Didn’t your sister have a stillbirth? And don’t you know the rate of stillbirth sky rockets after your due date? Gee, no I didn’t know that – being a midwife I don’t know that kind of info. Thanks so much for sharing that continuously because it makes me so much more relaxed!! And it hadn’t even crossed my mind at all so thanks for making sure I know!!!!
Haven’t you had the baby yet? No I haven’t had the baby!! Do I look like I’ve had the baby? Can you see my holding a baby? Do I seriously look like I’ve given birth – the massive tummy isn’t enough to give away the fact that NO YOU IDIOT I HAVEN’T HAD THE BABY!!!!
When are you going to have the baby? Oh didn’t I tell you I’m going to have it tonight at approximately 11pm and my labour is going to be about 3 hours – How the bloody hell am I supposed to know when the baby is going to come I’m not a psychic!!! And, no, just because I’m a midwife it doesn’t mean I know when the baby is going to come or have secret inside info on when babies are going to come.

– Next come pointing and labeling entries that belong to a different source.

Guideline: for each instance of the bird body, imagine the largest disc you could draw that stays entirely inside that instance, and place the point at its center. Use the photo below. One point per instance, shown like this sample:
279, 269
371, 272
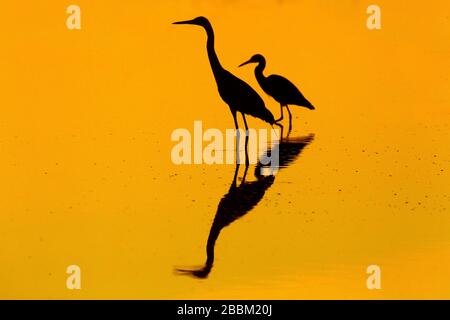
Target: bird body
239, 96
279, 88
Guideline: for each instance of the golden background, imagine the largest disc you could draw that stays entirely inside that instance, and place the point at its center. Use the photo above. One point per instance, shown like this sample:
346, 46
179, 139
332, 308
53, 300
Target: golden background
85, 150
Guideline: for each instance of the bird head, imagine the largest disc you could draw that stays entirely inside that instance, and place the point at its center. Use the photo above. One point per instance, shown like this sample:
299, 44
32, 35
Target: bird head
257, 58
199, 21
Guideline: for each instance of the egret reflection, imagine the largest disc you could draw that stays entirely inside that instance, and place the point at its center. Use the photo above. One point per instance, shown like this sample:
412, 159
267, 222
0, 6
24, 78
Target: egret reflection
243, 197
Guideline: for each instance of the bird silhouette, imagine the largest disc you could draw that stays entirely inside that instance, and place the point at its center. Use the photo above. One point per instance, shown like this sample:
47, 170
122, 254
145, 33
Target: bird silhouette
239, 96
279, 88
243, 198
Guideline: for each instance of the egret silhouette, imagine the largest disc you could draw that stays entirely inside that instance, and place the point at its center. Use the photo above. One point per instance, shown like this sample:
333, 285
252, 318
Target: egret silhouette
239, 96
279, 88
243, 198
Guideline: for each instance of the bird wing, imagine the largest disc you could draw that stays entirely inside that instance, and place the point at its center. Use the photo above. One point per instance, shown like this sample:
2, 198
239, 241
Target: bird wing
285, 91
243, 98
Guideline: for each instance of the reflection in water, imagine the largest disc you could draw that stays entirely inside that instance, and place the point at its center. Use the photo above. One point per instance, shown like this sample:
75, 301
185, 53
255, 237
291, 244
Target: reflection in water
241, 199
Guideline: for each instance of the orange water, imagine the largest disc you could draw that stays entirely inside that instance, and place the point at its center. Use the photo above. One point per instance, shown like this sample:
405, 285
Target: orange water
87, 177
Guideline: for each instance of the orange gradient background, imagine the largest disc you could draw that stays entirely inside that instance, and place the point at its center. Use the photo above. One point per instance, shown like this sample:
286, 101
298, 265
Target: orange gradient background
85, 146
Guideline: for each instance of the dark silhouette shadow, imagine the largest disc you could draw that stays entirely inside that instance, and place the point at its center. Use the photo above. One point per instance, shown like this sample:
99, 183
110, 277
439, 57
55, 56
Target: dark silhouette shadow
241, 199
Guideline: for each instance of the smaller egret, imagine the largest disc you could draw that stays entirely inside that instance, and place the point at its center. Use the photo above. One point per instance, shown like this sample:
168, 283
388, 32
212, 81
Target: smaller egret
279, 88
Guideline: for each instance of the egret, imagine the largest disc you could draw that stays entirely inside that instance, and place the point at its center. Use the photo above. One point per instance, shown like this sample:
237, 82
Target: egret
279, 88
239, 96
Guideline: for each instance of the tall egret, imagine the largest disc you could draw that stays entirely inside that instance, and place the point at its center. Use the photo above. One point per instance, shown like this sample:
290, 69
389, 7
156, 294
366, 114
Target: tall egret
239, 96
279, 88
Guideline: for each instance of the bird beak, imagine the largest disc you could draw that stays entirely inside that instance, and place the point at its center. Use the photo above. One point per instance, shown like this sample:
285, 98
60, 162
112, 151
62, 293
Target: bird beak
184, 22
247, 62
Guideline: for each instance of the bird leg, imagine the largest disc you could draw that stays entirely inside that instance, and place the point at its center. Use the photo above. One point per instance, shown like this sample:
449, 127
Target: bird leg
290, 119
245, 175
237, 136
247, 162
236, 171
281, 109
281, 130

Why don’t you just get induced?? Um because the simple fact that I haven’t gone into labour, my baby isn’t even engaged in my pelvis is my body & baby telling me that they aren’t ready yet so I’m not going to fiddle. Oh even better please let me fiddle with a high head and end up in a life & death situation of a cord prolapse just so you don’t have to wait any longer – because I know that it is all about you!!!!!!
Can’t you get induced now, you know because you’re a midwife – safer out than in after your due date don’t you know? Um no it isn’t always the way you uninformed idiot! Of course my main concern is the health of my baby but at the moment my baby is very happy and content and yes I am getting uncomfortable but I am more than happy (bar my impatient moment ;) ) to wait for my body & baby to be ready. But don’t you think that the second I even think that there is something wrong with my baby or their/my life is in even the most minute ounce of danger or even potential danger that I could say get my baby out this second?????
Why don’t you relax and not worry so much and then it will come? Now why didn’t I think of that? It’s so relaxing being hounded every single place I go and having to answer the same questions and defend myself on letting my body do what it does.
Or my personal favourite: While pushing my belly button which sticks out asking if the baby will come if they push the eject button – gee real clever now get your hands off me before I break them.
I’m about to become a hermit or not leave the house without wearing a sandwich board with this printed on it!!!! AAAAAARRRRRGGGGGGHHHHHHH!!!!!!!!
I love people checking on me to see how I am coping, feeling and asking if I’m getting excited because I know these people are family and friends and are really genuine but it’s the others. I know people are just trying to be thoughtful and make conversation but why can’t just ask how I’m feeling, that they can’t wait to hear about bub’s arrive when he/she decides to make it and wish me all the best????
Now that feels better :D.
Thanks for the rant – off to cross my legs and keep them all waiting, LOL!!